(arrow) branch main updated: GH-47861: [Python] reduce memory usage when using to_pandas() with many extension arrays columns (#47860)

apitrou Tue, 28 Oct 2025 03:03:38 -0700

This is an automated email from the ASF dual-hosted git repository.

apitrou pushed a commit to branch main
in repository https://gitbox.apache.org/repos/asf/arrow.git



The following commit(s) were added to refs/heads/main by this push:
     new 57f6261893 GH-47861: [Python] reduce memory usage when using 
to_pandas() with many extension arrays columns (#47860)
57f6261893 is described below

commit 57f626189326251c8144d4fad89c28220c68ca75
Author: Will Gulian <[email protected]>
AuthorDate: Tue Oct 28 06:03:26 2025 -0400

    GH-47861: [Python] reduce memory usage when using to_pandas() with many 
extension arrays columns (#47860)
    
    ### Rationale for this change
    
    See GH-47861. With this change, the extension array variation takes ~192MB 
of memory instead of 7GB.
    
    From what I can tell, this is because the `PandasOptions` struct is copied 
around frequently (for example it seems like there is an `ExtensionWriter` for 
each extension column and each `ExtensionWriter` has a copy of `PandasOptions` 
which has a set of all extension columns).
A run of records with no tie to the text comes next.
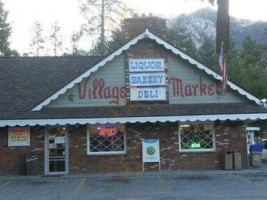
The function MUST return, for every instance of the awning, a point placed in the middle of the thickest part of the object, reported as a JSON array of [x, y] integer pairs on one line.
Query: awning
[[82, 121]]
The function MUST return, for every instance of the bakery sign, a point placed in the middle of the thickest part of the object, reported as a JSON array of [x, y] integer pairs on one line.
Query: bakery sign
[[147, 80], [107, 130], [19, 136]]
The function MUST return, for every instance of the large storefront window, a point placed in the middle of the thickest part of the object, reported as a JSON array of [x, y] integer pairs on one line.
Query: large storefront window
[[106, 139], [196, 137]]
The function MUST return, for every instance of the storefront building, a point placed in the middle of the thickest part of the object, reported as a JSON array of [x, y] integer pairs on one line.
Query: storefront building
[[91, 114]]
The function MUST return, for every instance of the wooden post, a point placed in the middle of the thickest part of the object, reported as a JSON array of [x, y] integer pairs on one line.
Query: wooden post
[[223, 25]]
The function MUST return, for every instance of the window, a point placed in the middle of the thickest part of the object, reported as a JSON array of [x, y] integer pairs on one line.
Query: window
[[98, 144], [196, 137]]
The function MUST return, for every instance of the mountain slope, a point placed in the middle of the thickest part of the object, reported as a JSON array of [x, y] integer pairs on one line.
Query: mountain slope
[[203, 22]]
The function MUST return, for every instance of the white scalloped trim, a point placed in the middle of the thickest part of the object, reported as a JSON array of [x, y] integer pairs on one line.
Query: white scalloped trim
[[123, 120], [151, 36]]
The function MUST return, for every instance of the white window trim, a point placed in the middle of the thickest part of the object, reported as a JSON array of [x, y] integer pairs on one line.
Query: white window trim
[[197, 150], [105, 153]]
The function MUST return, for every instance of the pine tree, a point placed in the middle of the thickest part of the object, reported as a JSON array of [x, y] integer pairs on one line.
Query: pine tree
[[75, 38], [179, 38], [99, 14], [37, 42], [250, 53], [5, 32], [56, 38], [207, 52]]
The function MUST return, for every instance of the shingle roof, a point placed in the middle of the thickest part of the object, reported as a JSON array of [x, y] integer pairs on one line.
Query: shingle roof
[[25, 82], [139, 111]]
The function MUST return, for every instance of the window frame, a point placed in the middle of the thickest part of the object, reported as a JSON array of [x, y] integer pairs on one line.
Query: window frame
[[197, 150], [105, 152]]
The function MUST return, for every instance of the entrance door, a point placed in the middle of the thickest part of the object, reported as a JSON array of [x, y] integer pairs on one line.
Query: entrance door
[[56, 142]]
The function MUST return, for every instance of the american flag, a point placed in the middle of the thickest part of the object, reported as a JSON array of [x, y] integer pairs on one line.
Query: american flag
[[223, 68]]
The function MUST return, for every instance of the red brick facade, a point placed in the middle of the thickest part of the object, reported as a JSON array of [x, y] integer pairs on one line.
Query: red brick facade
[[13, 159], [229, 136]]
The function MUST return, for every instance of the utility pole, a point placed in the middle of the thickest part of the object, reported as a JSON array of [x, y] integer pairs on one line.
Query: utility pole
[[102, 39], [223, 25]]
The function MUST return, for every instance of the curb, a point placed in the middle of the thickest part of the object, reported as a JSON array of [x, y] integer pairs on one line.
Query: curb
[[178, 173]]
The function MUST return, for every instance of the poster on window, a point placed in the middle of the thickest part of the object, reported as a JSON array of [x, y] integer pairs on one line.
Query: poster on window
[[150, 149], [19, 136]]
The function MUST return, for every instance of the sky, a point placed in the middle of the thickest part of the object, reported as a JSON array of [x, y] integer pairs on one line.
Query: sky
[[23, 13]]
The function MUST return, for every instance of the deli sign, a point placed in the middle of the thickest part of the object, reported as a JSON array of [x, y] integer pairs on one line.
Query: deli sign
[[146, 65], [107, 130], [19, 136], [146, 86]]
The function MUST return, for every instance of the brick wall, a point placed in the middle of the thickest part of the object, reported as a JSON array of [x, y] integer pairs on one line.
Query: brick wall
[[13, 158], [229, 136]]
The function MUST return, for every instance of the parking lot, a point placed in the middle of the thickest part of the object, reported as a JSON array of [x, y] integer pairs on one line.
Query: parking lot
[[138, 187]]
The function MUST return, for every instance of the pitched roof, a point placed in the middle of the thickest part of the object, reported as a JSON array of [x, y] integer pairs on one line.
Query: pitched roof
[[28, 83], [160, 41]]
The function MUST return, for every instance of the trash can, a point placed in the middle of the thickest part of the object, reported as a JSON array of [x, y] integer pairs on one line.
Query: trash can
[[237, 160], [228, 160], [32, 164], [256, 155]]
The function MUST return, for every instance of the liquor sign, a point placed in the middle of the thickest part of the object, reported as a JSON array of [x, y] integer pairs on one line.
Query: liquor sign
[[147, 79], [148, 94], [107, 131], [146, 65], [19, 136], [150, 149]]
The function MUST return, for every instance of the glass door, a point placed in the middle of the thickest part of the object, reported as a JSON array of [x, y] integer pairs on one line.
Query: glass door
[[56, 150]]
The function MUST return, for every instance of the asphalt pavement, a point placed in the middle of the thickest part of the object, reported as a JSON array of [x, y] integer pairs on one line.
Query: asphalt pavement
[[166, 185]]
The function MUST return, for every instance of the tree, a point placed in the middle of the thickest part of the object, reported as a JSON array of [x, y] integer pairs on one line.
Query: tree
[[5, 32], [117, 39], [99, 13], [179, 38], [207, 52], [37, 42], [56, 38], [250, 53], [75, 37], [223, 24]]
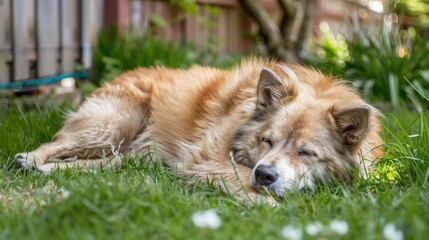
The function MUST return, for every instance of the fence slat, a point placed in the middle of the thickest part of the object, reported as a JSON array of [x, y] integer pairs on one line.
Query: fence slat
[[23, 37], [68, 30], [85, 33], [47, 37], [5, 40]]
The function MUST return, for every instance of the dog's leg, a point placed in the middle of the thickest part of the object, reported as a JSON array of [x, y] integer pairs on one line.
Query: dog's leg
[[232, 179], [99, 129], [88, 164]]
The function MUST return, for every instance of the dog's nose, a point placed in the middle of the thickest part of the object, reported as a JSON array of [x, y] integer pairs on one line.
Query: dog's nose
[[266, 175]]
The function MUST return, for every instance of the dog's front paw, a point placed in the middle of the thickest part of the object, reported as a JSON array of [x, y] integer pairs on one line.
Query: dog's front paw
[[26, 160]]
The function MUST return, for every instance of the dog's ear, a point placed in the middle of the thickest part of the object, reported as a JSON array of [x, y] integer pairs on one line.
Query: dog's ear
[[270, 89], [353, 124]]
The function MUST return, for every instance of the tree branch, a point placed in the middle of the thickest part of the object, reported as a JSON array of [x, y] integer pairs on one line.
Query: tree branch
[[268, 27]]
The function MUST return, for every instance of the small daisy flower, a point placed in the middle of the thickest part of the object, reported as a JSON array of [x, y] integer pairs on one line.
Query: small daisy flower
[[391, 233], [291, 233], [64, 193], [313, 228], [339, 227], [207, 219]]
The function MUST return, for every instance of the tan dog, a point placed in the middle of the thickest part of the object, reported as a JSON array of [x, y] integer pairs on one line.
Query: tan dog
[[260, 124]]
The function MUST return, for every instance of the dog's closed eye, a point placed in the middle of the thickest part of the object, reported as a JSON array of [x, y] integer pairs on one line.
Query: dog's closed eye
[[306, 153]]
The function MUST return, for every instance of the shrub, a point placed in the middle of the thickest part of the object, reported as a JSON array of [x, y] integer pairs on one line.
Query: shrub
[[380, 63]]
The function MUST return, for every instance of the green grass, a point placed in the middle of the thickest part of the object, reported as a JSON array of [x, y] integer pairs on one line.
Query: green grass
[[143, 201]]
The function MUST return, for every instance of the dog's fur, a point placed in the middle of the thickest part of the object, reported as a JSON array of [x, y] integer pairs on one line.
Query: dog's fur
[[260, 124]]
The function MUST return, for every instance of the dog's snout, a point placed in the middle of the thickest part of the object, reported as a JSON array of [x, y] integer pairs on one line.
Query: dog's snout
[[266, 175]]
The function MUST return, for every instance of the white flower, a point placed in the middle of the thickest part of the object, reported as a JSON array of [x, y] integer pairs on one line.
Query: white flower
[[64, 193], [391, 233], [314, 228], [207, 219], [291, 233], [339, 227]]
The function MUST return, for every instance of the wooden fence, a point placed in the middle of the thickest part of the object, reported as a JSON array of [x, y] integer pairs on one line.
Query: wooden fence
[[41, 38]]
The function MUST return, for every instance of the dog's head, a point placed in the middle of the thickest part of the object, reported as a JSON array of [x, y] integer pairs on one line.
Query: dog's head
[[306, 129]]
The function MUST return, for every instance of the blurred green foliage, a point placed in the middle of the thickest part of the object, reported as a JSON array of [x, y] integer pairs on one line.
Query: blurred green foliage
[[387, 64]]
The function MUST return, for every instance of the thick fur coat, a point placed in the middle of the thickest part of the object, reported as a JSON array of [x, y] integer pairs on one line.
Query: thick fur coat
[[259, 125]]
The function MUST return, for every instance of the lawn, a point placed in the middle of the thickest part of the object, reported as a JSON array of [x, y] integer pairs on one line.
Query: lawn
[[142, 201]]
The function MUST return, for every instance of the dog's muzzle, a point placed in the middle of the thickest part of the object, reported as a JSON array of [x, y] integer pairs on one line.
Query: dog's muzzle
[[266, 175]]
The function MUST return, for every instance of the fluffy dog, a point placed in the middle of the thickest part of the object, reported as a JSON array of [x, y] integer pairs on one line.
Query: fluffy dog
[[259, 125]]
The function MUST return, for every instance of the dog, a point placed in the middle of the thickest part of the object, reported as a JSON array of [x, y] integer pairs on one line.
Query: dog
[[261, 125]]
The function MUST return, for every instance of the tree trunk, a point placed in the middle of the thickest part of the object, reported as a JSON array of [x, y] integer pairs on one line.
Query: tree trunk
[[278, 37]]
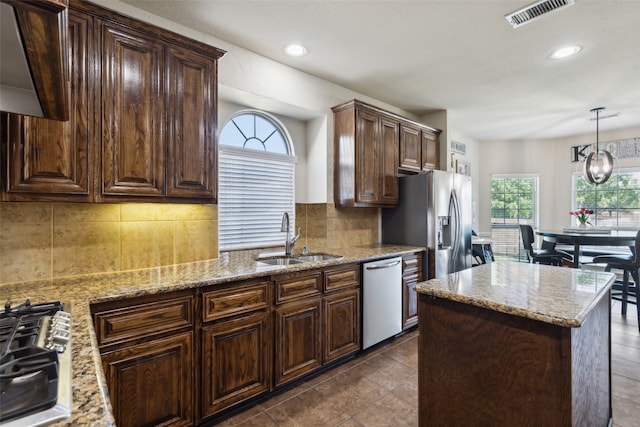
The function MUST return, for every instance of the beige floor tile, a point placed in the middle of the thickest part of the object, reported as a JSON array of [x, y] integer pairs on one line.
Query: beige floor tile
[[307, 409], [405, 352], [408, 391], [350, 398], [389, 411], [241, 417], [350, 423], [387, 372], [626, 413], [260, 420]]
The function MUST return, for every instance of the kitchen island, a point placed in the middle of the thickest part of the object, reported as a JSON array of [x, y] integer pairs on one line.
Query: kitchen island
[[510, 343], [91, 400]]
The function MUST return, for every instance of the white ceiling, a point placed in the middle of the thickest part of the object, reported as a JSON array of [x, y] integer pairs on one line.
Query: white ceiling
[[496, 82]]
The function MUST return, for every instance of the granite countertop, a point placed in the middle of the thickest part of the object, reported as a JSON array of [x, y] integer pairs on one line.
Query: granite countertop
[[91, 406], [556, 295]]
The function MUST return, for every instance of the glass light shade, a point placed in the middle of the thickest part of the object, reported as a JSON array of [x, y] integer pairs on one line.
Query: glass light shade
[[598, 167]]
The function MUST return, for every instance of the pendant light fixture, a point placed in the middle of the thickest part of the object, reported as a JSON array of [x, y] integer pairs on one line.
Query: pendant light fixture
[[599, 163]]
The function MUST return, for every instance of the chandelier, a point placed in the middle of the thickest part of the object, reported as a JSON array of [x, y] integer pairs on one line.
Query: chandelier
[[599, 163]]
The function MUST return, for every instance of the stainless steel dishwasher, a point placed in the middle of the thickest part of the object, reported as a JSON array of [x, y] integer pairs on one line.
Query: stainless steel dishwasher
[[381, 300]]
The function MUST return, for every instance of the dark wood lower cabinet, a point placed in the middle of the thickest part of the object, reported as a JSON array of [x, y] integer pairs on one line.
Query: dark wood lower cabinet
[[298, 344], [188, 357], [341, 324], [235, 361], [152, 383], [411, 275]]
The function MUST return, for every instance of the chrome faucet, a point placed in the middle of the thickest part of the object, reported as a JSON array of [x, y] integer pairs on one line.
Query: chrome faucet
[[289, 242]]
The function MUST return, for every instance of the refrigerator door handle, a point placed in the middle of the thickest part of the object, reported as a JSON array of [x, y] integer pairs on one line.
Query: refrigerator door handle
[[454, 212]]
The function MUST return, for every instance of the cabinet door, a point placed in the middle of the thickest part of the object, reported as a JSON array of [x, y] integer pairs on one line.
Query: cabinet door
[[235, 361], [430, 151], [49, 159], [411, 275], [298, 340], [191, 100], [341, 324], [367, 157], [410, 148], [389, 162], [152, 383], [133, 106]]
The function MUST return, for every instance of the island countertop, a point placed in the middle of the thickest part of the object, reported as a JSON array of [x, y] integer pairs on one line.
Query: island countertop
[[91, 405], [560, 296]]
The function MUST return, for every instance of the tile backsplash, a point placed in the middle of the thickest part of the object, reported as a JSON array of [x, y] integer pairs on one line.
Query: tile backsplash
[[47, 240], [324, 225]]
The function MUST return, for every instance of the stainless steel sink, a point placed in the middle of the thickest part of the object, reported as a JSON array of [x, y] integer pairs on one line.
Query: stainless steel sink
[[316, 257], [281, 261], [292, 260]]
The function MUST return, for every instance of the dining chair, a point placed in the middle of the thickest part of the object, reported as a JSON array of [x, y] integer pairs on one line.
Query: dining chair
[[545, 255], [629, 264]]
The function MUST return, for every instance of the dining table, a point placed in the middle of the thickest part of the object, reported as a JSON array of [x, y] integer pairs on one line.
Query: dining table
[[596, 237]]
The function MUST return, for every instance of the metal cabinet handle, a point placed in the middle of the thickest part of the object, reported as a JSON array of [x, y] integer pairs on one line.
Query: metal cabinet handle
[[387, 265]]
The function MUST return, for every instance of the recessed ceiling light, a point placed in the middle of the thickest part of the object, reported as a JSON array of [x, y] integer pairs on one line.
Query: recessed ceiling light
[[295, 50], [565, 52]]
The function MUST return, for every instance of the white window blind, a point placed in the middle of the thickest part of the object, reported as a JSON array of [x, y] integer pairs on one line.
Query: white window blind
[[255, 189]]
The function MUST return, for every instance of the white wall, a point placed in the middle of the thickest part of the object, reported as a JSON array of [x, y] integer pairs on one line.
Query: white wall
[[250, 80], [551, 160]]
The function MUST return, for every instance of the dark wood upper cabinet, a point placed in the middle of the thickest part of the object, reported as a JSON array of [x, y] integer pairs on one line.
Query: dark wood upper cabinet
[[42, 26], [192, 122], [50, 159], [370, 146], [418, 147], [142, 125], [132, 118], [410, 148], [430, 149], [366, 156]]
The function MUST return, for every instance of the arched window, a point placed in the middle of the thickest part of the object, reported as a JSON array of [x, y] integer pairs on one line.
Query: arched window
[[256, 182]]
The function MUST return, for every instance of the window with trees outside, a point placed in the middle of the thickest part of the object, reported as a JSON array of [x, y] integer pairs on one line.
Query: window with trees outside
[[514, 201], [256, 182], [616, 203]]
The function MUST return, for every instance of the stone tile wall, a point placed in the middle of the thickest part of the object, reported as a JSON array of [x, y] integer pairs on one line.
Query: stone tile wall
[[324, 225], [46, 240]]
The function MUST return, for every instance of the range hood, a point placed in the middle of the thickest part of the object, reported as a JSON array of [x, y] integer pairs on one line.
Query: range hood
[[33, 58]]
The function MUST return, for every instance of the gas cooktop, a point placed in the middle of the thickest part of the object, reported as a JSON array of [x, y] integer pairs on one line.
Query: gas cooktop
[[35, 364]]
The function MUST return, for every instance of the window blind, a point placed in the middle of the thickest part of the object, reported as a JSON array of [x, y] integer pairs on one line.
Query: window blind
[[255, 189]]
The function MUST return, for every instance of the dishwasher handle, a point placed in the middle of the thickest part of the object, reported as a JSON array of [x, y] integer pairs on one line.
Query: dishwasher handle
[[387, 265]]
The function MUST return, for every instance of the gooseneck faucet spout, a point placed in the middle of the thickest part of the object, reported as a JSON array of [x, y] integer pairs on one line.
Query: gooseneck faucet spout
[[289, 242]]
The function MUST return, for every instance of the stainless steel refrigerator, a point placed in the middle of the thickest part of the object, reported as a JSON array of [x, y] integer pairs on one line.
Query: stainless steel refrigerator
[[434, 211]]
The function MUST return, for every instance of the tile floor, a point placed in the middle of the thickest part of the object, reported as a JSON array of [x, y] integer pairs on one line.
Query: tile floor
[[380, 387]]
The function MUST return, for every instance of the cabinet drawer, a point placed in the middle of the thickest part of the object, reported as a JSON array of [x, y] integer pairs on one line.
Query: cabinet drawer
[[237, 299], [411, 264], [297, 285], [411, 279], [347, 276], [140, 320]]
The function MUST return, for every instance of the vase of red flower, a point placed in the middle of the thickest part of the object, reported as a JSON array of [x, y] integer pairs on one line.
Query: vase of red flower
[[582, 215]]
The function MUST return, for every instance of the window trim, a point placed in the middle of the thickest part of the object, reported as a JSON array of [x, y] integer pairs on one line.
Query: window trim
[[265, 232]]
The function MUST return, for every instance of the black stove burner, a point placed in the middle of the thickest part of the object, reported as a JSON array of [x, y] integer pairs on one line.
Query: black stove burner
[[28, 371], [28, 381]]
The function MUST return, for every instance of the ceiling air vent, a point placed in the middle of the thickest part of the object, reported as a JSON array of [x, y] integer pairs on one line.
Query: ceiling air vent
[[536, 10]]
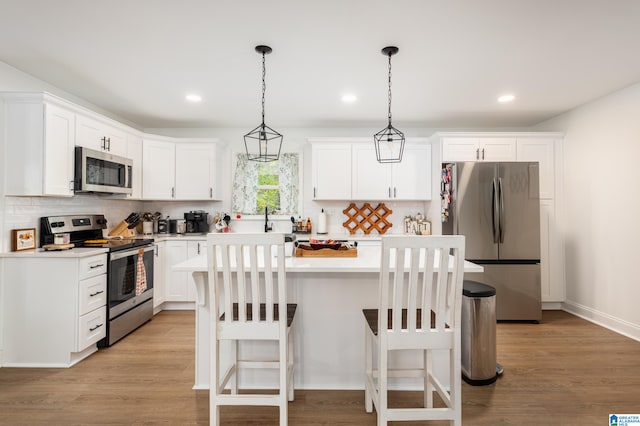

I haven't fully traced the 
PandasOptions structure, but it seems to get copied and modified in some 
codepaths so I have decided to put the column sets into a `std::shared_ptr` 
rather than pass around a `shared_ptr [...]
    
    ### What changes are included in this PR?
    
    The `PandasOptions` column sets have been swapped from 
`std::unordered_set<std::string>` to `std::shared_ptr<const 
std::unordered_set<std::string>>` and usages have been updated.
    
    ### Are these changes tested?
    
    Yes, no regression in the pytests. Also tested memory usage by hand.
    
    ### Are there any user-facing changes?
    
    All changes are internal to the pyarrow C++ binding code. There are no 
changes to the exposed Python API.
    
    * GitHub Issue: #47861
    
    Lead-authored-by: Will Gulian <[email protected]>
    Co-authored-by: Will Gulian <[email protected]>
    Co-authored-by: Antoine Pitrou <[email protected]>
    Signed-off-by: Antoine Pitrou <[email protected]>
---
 python/pyarrow/includes/libarrow_python.pxd        |  4 ++--
 python/pyarrow/src/arrow/python/arrow_to_pandas.cc | 12 +++++------
 python/pyarrow/src/arrow/python/arrow_to_pandas.h  | 23 ++++++++++++++++++++--
 python/pyarrow/table.pxi                           |  7 ++++---
 4 files changed, 33 insertions(+), 13 deletions(-)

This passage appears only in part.